Highly aligned, ultralarge-size reduced graphene oxide/polyurethane nanocomposites: Mechanical properties and moisture permeability

TLDR: In this article, a polyurethane (PU) nanocomposite with highly aligned graphene oxide (GO) is produced, and the agreement between the experiments and theoretical predictions for tensile modulus proves that the graphene sheets are indeed dispersed individually on the molecular scale and oriented in the polymer matrix to form a layered structure.

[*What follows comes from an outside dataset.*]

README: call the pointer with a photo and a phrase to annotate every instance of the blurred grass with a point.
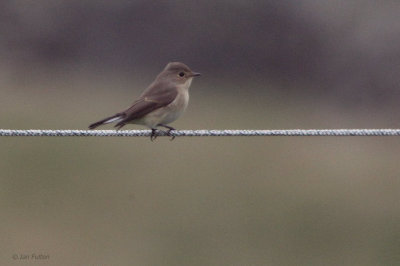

Abstract: Polyurethane (PU) nanocomposite films containing highly-aligned graphene sheets are produced. Aqueous dispersion of ultralarge-size graphene oxide (GO) is in situ reduced in waterborne polyurethane, resulting in fine dispersion and high degree of orientation of graphene sheets, especially at high graphene contents. The PU/reduced GO nanocomposites present remarkable 21- and 9-fold increases in tensile modulus and strength, respectively, with 3 wt.% graphene content. The agreement between the experiments and theoretical predictions for tensile modulus proves that the graphene sheets are indeed dispersed individually on the molecular scale and oriented in the polymer matrix to form a layered structure. The moisture permeability of the nanocomposites presents a systematic decrease with increasing graphene content, clearly indicating the impermeable graphene sheets acting as moisture barrier. The synergy arising from the very high aspect ratio and horizontal alignment of the graphene sheets is responsible for this finding.